Queda por ver si después de estos resultados Bolsonaro sigue manteniendo sus acusaciones de amaño electoral. Muchos analistas temen que el ultraderechista no reconozca la victoria de Lula. Y que pueda, como su "ídolo" Donald Trump, alentar una insurrección violenta entre sus partidarios para impugnarla, similar al asalto al Capitolio de 2021.
Aunque finalmente haya una transición pacífica del poder, es obvio que la elección de Lula no va a acabar sin más con la polarización extrema que asola al país. Es motivo de celebración que vayan a revertirse la militarización, la deriva autocrática, el peso del integrismo religioso evangélico y la agenda ultraconservadora. Pero las instituciones brasileñas acusan un profundo deterioro. Y no está claro que Lula sea el perfil más apropiado para subsanarlo.
Porque el presidente electo ha dejado de ser la figura de consenso que en su día llegó a contar con la aprobación del un 87% de la población. El nuevo líder brasileño tendrá que ser capaz de unir un país completamente fracturado.
La democracia más grande de Latinoamérica es también el país más desigual de la región. Y no sólo en el plano económico. Lula enfrentará el desafío de reconstruir el tejido democrático de Brasil, vertebrar la sociedad brasileña y restituir su confianza en las instituciones.
Una tarea que será más ardua si cabe por la supervivencia institucional del bolsonarismo.
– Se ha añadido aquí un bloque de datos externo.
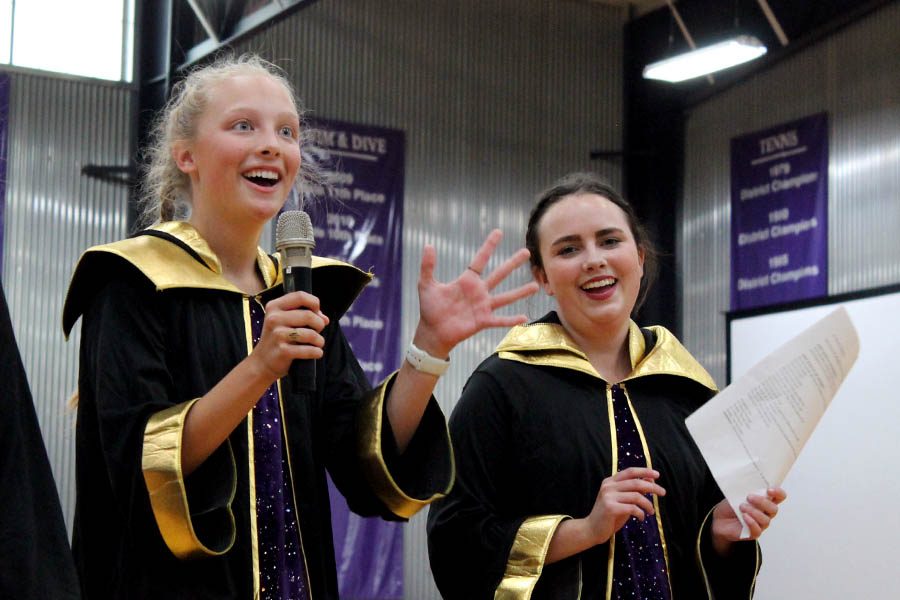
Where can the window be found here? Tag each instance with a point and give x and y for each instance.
(92, 38)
El nuevo presidente tendrá que lidiar con un Congreso desfavorable, y hacer frente a muchos senadores y gobernadores que intentarán zancadillear su acción de gobierno.
Culminar tal tarea, sin embargo, será vital para que Brasil pueda reparar su maltrecha democracia liberal y su herido Estado de derecho, recuperando así el músculo económico y la presencia internacional.